These are images of my Behringer B-1 which I purchased around ... um ... 2000 I think, which bear the same revision ID numbers, showing different components and product markings. While Behringer/Beijing 797 Audio may have revised the boards over time, it is logical to assume boards bearing the same revision numbers should be the same. Um ... I think. James - K8JHR

View attachment 106498

Not to mention that everyone's mic has some sort of serial number printed on the board, and the one I got doesn't have any. It does have a hand writing though 😅🤣🤣🤣
 
Check any connections to the board from the capsule for dirt. Also, use near the sea can cause tiny salt deposits on the board. At gigohm impedances it takes very little to drain the charge.
I see... The soldering points have a glue over them, which are yellow already.. I though of redoing them... do you think cleaning the board with Isopropyl alcohol and an anti static brush is a good idea?
 
Not to mention that everyone's mic has some sort of serial number printed on the board, and the one I got doesn't have any. It does have a hand writing though 😅🤣🤣🤣
That's another thing that's changed over the years. The current production B1 and B2 Pros don't have serials either. There's no reason to think yours is fake, I can't imagine anyone making counterfeit Behringer mics years ago. Unless you bought yours from AliExpress or some other unreputable source you shouldn't assume it's fake.
 
I see... The soldering points have a glue over them, which are yellow already.. I though of redoing them... do you think cleaning the board with Isopropyl alcohol and an anti static brush is a good idea?
If it's anything like the glue in the current B2 Pros don't bother with it, it shouldn't make a difference, it's just covering the solder joints on the wires the XLR.
 
Hey guys, we have tested the mic taking a little bit more care, from further away, making sure we didn't blow a huge pop into the diaphragm, and - indeed - the mic seems to keep working.
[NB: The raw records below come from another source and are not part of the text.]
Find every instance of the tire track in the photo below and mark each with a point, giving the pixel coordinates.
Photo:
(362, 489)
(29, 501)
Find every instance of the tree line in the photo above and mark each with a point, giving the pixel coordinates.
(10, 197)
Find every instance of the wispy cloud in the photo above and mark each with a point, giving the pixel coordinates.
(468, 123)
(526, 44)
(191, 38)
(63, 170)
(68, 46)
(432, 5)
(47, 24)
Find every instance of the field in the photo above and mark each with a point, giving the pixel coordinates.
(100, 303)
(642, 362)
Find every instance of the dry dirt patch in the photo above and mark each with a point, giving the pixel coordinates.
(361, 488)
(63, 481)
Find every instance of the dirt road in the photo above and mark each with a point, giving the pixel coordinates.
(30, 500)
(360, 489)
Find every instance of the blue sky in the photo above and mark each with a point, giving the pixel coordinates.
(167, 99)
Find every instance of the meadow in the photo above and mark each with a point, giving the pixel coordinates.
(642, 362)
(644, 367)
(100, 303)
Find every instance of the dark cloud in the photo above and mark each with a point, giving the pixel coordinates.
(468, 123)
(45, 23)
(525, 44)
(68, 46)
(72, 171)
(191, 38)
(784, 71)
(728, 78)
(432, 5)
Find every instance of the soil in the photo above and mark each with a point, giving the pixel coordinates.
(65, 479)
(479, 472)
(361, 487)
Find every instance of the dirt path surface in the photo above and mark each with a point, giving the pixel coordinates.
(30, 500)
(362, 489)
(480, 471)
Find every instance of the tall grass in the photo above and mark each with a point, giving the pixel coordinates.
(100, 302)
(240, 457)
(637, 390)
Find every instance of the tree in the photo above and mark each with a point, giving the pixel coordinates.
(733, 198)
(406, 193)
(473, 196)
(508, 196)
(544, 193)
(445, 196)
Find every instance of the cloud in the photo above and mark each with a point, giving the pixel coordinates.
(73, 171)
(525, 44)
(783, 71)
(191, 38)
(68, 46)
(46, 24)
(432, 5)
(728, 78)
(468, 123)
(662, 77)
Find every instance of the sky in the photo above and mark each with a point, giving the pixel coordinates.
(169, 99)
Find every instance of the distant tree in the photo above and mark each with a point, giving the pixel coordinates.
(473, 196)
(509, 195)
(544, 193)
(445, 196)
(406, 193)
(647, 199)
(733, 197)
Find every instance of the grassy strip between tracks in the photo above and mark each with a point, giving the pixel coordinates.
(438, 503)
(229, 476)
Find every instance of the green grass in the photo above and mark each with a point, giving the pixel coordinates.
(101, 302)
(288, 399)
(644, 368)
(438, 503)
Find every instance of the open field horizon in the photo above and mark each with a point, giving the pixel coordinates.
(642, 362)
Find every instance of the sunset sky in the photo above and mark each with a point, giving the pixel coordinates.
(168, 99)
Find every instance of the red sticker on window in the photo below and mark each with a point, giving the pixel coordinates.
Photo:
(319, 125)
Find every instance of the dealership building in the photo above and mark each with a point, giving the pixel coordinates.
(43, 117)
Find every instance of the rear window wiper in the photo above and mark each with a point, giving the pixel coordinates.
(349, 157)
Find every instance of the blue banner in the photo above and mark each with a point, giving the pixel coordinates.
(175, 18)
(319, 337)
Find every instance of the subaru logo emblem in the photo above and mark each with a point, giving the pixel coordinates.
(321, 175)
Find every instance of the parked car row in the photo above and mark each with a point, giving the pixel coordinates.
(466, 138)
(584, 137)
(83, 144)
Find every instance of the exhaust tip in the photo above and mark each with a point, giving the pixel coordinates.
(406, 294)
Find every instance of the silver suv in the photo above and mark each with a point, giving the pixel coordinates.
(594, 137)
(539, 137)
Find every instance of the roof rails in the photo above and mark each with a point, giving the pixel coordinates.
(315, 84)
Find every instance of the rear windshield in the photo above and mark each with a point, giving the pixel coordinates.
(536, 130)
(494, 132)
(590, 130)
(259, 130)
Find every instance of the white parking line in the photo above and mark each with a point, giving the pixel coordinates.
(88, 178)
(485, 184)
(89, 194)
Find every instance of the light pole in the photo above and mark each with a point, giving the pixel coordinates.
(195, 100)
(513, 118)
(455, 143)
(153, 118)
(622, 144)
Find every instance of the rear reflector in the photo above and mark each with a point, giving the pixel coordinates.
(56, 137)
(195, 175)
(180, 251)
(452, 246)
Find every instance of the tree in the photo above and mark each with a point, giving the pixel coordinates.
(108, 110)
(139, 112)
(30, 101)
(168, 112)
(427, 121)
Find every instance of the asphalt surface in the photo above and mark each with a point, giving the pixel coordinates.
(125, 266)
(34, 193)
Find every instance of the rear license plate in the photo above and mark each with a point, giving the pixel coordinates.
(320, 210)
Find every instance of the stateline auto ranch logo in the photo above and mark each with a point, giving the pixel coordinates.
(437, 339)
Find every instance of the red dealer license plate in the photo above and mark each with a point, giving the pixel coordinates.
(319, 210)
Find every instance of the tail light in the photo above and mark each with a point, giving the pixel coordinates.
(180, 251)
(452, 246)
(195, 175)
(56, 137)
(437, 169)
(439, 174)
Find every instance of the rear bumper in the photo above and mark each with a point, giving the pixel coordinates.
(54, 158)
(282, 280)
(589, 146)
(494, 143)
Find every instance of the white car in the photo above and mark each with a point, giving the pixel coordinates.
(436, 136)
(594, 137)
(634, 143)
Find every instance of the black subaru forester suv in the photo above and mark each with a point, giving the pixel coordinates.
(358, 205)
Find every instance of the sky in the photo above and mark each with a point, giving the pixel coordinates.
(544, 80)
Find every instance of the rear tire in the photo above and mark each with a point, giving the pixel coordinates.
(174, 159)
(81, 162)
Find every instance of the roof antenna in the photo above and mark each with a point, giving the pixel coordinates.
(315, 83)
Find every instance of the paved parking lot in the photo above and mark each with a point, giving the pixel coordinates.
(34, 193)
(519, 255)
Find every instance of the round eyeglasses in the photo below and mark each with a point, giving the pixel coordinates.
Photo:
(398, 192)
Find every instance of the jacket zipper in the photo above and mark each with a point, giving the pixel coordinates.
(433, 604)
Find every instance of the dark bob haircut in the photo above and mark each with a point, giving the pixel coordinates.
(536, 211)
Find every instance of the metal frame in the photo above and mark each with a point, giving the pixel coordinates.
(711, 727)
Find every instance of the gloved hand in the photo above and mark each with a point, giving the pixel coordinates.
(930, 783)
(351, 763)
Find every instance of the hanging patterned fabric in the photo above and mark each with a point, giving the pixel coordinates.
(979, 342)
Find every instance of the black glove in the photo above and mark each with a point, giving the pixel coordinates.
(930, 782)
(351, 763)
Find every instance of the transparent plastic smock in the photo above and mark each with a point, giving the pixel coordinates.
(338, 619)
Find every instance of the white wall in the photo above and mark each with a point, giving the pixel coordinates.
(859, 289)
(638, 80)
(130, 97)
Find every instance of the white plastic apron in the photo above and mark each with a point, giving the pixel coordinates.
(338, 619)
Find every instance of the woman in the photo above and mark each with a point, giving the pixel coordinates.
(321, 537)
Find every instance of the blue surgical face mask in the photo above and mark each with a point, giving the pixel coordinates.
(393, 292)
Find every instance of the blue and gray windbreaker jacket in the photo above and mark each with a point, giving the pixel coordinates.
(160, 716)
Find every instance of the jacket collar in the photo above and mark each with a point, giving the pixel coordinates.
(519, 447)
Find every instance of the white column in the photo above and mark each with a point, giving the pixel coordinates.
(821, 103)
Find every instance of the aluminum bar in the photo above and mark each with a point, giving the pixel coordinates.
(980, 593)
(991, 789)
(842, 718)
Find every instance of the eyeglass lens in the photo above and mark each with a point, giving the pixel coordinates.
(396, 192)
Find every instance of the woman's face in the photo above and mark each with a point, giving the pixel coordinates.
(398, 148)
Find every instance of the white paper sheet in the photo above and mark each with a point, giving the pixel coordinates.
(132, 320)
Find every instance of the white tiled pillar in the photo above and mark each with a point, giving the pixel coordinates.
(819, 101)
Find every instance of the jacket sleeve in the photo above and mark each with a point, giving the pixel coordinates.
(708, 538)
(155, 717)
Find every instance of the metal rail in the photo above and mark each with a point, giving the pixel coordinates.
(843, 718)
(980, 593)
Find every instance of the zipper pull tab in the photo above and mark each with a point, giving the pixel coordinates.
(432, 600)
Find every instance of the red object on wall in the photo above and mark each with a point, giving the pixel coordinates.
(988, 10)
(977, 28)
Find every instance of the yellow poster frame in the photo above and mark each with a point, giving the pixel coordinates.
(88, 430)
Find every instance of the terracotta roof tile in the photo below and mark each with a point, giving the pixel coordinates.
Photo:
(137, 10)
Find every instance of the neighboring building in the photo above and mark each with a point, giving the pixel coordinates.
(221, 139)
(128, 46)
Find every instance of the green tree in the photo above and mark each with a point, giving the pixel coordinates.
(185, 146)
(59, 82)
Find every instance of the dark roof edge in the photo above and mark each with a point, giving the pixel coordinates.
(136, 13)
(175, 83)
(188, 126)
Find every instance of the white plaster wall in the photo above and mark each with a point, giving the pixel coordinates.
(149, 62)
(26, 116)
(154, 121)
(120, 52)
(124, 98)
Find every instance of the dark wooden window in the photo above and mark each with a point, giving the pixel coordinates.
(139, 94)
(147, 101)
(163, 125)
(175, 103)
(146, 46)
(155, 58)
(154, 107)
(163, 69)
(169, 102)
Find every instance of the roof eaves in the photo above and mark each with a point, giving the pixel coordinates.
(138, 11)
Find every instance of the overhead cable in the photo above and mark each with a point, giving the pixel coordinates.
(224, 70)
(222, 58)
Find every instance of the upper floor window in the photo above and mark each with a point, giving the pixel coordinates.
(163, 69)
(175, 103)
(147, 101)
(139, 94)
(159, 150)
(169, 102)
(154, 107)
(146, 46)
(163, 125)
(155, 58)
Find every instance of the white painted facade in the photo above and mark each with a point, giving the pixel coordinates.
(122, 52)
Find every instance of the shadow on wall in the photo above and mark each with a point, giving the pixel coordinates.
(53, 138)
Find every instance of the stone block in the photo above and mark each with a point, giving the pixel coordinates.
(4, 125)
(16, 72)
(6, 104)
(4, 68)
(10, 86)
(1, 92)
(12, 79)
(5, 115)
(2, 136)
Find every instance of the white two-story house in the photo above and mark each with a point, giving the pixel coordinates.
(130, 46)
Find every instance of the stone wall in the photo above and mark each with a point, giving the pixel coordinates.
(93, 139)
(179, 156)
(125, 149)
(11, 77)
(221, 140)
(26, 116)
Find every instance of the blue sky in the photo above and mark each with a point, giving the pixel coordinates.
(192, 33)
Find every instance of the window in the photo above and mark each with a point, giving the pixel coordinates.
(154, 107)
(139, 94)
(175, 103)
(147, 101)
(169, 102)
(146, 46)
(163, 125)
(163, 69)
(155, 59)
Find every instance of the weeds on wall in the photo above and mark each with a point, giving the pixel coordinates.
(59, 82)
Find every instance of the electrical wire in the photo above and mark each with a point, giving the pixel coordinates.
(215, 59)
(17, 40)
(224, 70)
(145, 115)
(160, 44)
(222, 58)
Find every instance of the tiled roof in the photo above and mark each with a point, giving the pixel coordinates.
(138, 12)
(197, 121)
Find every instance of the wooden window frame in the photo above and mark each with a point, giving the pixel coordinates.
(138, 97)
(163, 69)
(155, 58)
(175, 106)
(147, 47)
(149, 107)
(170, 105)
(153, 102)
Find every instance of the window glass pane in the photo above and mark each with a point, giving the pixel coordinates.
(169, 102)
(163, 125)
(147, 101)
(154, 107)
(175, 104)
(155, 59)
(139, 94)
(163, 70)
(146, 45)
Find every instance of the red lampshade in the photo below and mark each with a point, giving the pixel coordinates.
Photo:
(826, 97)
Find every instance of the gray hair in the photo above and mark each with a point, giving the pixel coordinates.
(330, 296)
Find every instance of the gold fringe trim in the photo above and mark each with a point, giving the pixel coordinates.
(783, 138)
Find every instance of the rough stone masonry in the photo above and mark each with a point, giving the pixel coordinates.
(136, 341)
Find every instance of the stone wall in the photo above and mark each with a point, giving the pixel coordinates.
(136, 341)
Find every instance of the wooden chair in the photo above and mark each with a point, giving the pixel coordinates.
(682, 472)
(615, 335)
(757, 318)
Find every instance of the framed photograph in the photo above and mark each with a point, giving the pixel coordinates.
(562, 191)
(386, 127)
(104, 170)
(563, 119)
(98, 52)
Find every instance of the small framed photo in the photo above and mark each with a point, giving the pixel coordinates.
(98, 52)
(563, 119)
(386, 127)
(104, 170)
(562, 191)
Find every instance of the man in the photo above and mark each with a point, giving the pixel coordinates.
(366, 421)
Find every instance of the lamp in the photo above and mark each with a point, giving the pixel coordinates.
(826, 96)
We still have to put it to a better test by recording instruments and even a vocal to see how it behaves (if it does not fade as I described previously), but it seems like it was really that sensitivity of the diaphragm with the terminals in the center as @kingkorg explained.

I will bring the final news when we test it thoroughly next week. This is amazing news and lesson for me, we had never heard of anything like that in any Audio book, course, or anywhere. We knew that condensers were more sensitive to high levels than dynamic mics, but the difference between a diaphragm with the terminals in the center or outside was something we had never heard of anywhere.

Only the Electronic geniuses here have that vision. Thanks for sharing.

Now, I believe the mic was dead before only due to the bad soldering of the XLR terminal (blue/ground) we had to re-solder on the board, as that was the only thing we did to make it come back to life.

This is 5+ years after my colleague just left it behind because it was not working! haha! He was stoked to find out that it is coming back to life.